Subhas Chandra Pattanayak
Quit if you can’t protect the minorities.
This is what Justice Markandey Katju of the Supreme Court of India reportedly remarked on January 5, while a division bench headed by the Chief Justice was hearing a Public Interest Litigation (PIL) filed by Cuttack Archbishop Chinnath seeking CBI enquiry into communal violence in Kandhamal of Orissa affecting Christians of the District.
The Opposition, specifically the Congress, is trying to take advantage of this remark. The President of Orissa Pradesh Congress Committee (OPCC) Jaydev Jena and Leader of Opposition J.B.Pattanaik have asked Chief Minister Navin Patnaik to quit in view of this remark. Jena has declared in a Press conference that his party would agitate in every corner of the State demanding resignation of the CM if he doesn’t quit in view of the judicial remark.
It is therefore clear that the passing remark of the Judge is going to be politically used.

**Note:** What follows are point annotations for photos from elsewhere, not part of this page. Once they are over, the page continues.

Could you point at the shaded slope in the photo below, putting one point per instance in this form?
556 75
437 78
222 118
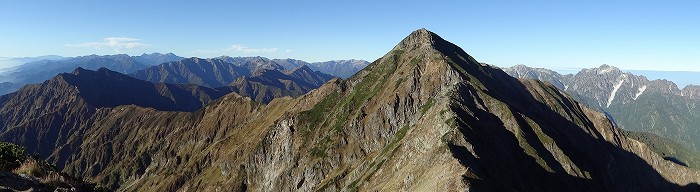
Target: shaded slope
204 72
425 117
636 103
43 117
265 85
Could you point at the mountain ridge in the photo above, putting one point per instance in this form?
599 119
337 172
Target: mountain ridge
425 116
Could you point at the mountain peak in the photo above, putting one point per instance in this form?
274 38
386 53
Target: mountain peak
419 38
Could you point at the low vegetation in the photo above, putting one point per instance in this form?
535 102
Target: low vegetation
20 172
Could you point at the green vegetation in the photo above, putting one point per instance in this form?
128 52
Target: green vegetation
11 156
40 175
667 148
427 105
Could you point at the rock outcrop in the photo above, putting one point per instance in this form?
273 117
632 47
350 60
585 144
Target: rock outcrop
424 117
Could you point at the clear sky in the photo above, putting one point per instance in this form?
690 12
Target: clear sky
645 35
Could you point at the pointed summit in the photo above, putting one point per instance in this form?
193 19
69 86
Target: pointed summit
418 38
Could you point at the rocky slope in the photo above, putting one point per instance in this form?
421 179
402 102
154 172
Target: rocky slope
44 69
263 86
20 171
156 58
204 72
425 117
636 103
338 68
44 117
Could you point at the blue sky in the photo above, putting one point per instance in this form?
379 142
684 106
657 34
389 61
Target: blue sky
644 35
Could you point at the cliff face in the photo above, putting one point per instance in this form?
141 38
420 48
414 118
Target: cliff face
425 117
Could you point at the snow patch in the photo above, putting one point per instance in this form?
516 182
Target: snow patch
605 70
641 90
614 92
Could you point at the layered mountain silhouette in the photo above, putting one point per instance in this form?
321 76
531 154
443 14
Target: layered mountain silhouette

When the case is in the hearing stage and the allegations raised in the PIL are yet to be tested on the matrix of reality, such a passing remark, if at all it was made, should not have come from the lips of the Judge hearing the case, because the matter being politically sensitive, the remark was supposed to be politically misused, specifically when the bed of politics has already become worm with foreplay of election.
What should the Supreme Court do? Should it allow its remark to be politically used?
Is it not time for the Supreme Court to dissuade its Judges from passing off the cuff remarks that may have ingredients to be used politically by certain politicians against their political rivals, before the final verdict is delivered?
In the instant case, is it not proper for the Supreme Court to issue a clarification on the alleged remark and to put a ban on its political use by Opposition Congress in Orissa?